Galileo looked, muttered. “Most of these are not known to me,” he said.

“Try that one,” Bellarmine offered.

And his finger pointed to: Einstein.

Galileo stayed in the room with the Instruments, poring over their contents, for nine days and nights.

Bellarmine brought him food and drink and consolation.

“I think I have read enough,” Galileo said at last.

“Good,” Bellarmine replied. “The word outside is that we are torturing you, or have killed you, or are threatening to do one or both. It would be helpful if you could show your face and assure everyone that you are unharmed.”

“But I am not unharmed,” Galileo said. “My soul has been fed to the breaking point. I will never be the same.”

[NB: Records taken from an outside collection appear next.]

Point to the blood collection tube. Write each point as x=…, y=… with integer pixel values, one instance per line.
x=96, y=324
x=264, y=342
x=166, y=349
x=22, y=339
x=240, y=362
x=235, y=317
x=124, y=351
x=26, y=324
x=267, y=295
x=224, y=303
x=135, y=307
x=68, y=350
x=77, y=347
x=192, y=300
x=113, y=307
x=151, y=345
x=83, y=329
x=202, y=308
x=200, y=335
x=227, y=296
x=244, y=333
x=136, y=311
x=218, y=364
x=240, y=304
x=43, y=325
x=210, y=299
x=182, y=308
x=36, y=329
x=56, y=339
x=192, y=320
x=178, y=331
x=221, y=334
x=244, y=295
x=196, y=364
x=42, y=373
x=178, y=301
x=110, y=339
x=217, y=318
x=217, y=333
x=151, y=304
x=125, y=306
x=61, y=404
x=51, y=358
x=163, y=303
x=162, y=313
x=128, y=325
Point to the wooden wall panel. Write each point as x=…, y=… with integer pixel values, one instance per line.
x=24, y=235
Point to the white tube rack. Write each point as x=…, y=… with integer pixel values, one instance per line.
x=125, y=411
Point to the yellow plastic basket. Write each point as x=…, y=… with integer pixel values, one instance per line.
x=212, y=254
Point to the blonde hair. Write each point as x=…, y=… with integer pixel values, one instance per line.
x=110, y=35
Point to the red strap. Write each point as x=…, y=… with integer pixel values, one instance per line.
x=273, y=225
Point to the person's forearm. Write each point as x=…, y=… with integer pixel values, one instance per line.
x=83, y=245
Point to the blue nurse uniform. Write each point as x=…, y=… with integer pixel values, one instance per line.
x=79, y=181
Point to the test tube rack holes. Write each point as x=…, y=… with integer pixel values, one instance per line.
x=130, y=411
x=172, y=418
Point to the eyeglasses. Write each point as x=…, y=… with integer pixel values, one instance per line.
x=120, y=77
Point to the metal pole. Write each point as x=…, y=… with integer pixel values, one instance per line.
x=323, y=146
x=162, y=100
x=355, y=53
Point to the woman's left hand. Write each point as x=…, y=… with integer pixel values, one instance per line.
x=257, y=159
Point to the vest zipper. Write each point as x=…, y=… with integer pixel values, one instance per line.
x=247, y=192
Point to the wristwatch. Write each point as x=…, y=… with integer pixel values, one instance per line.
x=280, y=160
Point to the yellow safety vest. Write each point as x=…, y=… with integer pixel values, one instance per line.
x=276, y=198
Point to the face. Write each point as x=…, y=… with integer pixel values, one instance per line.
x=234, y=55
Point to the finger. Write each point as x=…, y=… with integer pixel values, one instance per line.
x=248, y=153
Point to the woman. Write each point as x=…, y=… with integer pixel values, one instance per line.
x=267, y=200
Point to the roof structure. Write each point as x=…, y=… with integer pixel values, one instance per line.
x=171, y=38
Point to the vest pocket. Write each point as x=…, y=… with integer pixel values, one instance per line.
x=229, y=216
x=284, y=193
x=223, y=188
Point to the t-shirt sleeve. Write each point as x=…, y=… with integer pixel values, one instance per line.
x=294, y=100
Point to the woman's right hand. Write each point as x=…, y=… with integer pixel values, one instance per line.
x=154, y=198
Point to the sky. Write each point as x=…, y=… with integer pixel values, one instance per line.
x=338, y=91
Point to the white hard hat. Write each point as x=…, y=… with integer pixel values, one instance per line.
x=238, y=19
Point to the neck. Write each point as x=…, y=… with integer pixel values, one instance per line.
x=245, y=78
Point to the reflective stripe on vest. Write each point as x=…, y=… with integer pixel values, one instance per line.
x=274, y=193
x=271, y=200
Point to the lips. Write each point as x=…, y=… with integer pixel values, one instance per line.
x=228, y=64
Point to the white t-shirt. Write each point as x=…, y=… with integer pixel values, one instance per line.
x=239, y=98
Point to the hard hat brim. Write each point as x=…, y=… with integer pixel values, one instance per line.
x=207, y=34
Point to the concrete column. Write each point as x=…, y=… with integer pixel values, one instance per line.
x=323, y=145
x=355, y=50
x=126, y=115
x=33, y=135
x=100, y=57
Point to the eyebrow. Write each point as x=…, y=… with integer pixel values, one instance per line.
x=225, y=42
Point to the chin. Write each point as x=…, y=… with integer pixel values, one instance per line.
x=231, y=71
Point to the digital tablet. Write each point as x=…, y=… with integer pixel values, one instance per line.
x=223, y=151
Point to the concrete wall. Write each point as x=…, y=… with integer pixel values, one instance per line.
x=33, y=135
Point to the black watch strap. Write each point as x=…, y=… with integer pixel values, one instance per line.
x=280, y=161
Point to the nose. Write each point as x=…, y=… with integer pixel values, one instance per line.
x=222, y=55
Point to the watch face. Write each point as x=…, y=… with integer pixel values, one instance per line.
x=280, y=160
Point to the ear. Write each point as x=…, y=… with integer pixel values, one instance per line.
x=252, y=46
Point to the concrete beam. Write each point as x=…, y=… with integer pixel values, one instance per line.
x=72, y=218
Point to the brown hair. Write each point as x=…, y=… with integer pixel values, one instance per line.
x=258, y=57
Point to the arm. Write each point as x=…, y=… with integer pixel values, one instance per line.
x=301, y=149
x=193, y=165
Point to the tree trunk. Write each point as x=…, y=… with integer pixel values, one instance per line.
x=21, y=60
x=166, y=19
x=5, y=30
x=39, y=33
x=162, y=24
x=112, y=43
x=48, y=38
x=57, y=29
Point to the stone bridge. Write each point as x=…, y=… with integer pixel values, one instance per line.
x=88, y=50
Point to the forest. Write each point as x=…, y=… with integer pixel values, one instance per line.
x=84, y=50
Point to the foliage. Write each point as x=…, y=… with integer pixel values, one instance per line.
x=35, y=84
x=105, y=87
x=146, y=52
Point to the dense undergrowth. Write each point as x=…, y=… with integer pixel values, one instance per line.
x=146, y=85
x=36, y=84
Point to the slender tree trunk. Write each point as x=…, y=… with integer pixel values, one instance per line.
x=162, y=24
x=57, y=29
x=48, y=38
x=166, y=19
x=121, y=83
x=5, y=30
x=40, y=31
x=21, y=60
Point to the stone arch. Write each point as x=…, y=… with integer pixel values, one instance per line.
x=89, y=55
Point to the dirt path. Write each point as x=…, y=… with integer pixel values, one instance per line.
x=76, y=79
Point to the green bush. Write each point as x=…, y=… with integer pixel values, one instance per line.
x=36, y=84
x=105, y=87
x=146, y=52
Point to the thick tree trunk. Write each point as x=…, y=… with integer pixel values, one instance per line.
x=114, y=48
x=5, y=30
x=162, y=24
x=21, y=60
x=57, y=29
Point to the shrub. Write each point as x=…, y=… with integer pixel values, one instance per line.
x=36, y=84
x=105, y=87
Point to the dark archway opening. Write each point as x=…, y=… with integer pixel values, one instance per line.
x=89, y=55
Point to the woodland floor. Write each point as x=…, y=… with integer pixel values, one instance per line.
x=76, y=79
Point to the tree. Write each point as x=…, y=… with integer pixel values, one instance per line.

“Ah, yes, well, this is the price we pay for knowledge, is it not? This is the price you want the whole world to pay—a world of people with intellects far feebler than yours—when you feed them your theories, your theories which you are so sure are true, about the Earth and the heavens. Except, you are not so sure any more, are you?”

“No, I am not,” Galileo said, with profound fatigue.

“You need not worry for your physical being—nor even for the survival of your soul,” Bellarmine said softly. “Others before you have seen these Instruments—not many, but others—and most have survived.”

“Others? Who?” Galileo asked.

“Well, I told you that I first saw this sixteen years ago, and I am still here, and alive.”

“Yes, but I meant—”

“I know what you meant,” Bel-larmine said. He pondered for a moment. “Leonardo da Vinci saw these Instruments—he studied them for years—I suppose there is no harm in telling you that.”

“Yes, that would make sense,” Galileo said. “He is rumored to have made sketches, extraordinary, of flying devices, machines that could live under the sea…”

“The rumors are true,” Bellarmine said.

“But where did you get these Instruments? How long have they been here?”

“That I am unable to tell you, not because I do not want to, but because we honestly do not know,” Bellarmine said. “Some say Marco Polo brought them back from Cathay. But there is no real evidence of that. The first definite record we have of them here is in 1357. The three of them. Why three? Maybe as protection in case one or two of them were lost. Who knows. The first people who read the words within could barely understand what they meant. Oh, they understood some of the Ancients. But when they came upon you—Galileo Galilei—they had as much comprehension of you as you do of Albert Einstein.”

Galileo trembled. “I understood not much of Einstein—most of his mathematics is beyond me. But I grasped some of Isaac Newton, and from that vantage point, and what little of Einstein I could comprehend, I can see that my work is…”

Bellarmine shook his head sympathetically.

“I can see that the notion that the Sun is the center of our system is… is a relative thing, not as absolute as first I thought. We must take care not to make the same mistake with Copernicus as the world has been making for lo these fourteen centuries with Ptolemy.”

“Good,” Bellarmine said. “My faith in your judgment has not been misplaced.”

“So much knowledge to be had here,” Galileo said, rubbing his eyes and looking again at the Instrument. “Will I be permitted to return?”

“Perhaps,” Bellarmine said. “We shall see.”

“But our problem remains,” Galileo said. “Even if I renounce what I have said, even if I publish not another word about my telescopic observations and their support of Copernicus, that will not stop others from following in the path I have started.”